Although CES is a massive exhibit that also offers a ton of interesting seminars, many of us are primarily there for the connections and conversations.
Rather spending the week at the show itself, we spend more time having meetings with industry colleagues while so many are in one city at the same time.
So, what were the hottest topics of the backrooms and restaurants in Vegas during CES, when it comes to the telecom retail sector?
Here are my top three trends that seemed to be on everyone’s minds.
1. Device purchases are being further delayed by eSIM technology.
The number of bring-your-own-device (BYOD) activations enabled by eSIM seems to be on the rise. We’ve heard that many of the MVNOs and Tier 1 carriers are seeing a significant increase in BYOD activations. This has a direct effect on the telecom retail industry as it is enabling further delays in the purchase of new handsets, accessories, and warranties. This is in addition to an already slowing buying cycle, due to several factors including a tight economy and more incremental improvements in new device models. And, of course, all this has a knock-on effect. Businesses that traditionally benefitted from attach rates at the point of sale are also seeing declining revenues due to the lack of opportunity in a BYOD activation.
2. The prepaid wireless market is still — and will remain — a hot topic.
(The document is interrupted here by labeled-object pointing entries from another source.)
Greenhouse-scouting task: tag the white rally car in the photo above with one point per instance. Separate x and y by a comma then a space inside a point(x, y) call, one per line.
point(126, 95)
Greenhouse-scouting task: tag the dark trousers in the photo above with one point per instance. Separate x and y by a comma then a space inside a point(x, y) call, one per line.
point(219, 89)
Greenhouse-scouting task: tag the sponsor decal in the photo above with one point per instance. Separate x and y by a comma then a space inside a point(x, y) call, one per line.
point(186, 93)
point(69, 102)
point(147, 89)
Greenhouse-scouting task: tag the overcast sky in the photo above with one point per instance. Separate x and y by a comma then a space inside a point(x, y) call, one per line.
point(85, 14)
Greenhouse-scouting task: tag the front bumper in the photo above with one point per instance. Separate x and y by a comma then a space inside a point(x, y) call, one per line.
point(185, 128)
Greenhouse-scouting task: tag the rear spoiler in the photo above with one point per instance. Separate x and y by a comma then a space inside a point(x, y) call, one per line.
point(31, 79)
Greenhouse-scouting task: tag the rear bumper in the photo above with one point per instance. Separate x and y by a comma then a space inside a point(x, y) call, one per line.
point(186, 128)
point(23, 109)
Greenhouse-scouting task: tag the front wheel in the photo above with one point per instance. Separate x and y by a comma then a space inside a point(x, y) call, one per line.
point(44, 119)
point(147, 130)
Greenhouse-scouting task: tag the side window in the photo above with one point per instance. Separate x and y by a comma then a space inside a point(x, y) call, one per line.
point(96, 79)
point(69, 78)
Prepaid continues to make a splash. One player in the space that seems to be gaining a lot of traction is Mobile X, the brainchild of former Boost Mobile executive Peter Addington. Mobile X has a “build your own plan’ approach that is very consumer centric and gaining traction. Exciting new players like this are rising along with the rapidly growing prepaid brands of established carriers, such as Total by Verizon, which has pledged to open hundreds of TbV doors this year. We can expect prepaid to continue to be a massive growth area and major topic of discussion for some time to come.
3. AI is driving the push for connected cars.
With all the hype over AI over the past year, and at CES itself, consumer expectation is now driving the need for connected cars. The utility of AI in new handsets is expected to be seamless with its user’s connected car, with each talking to the other and offering automatic assistance such as directions and traffic predictions. With many manufacturers introducing AI in the cockpit, it won’t be long before this kind of advanced connectivity in cars will be expected, versus a nice-to-have, for the early adopters.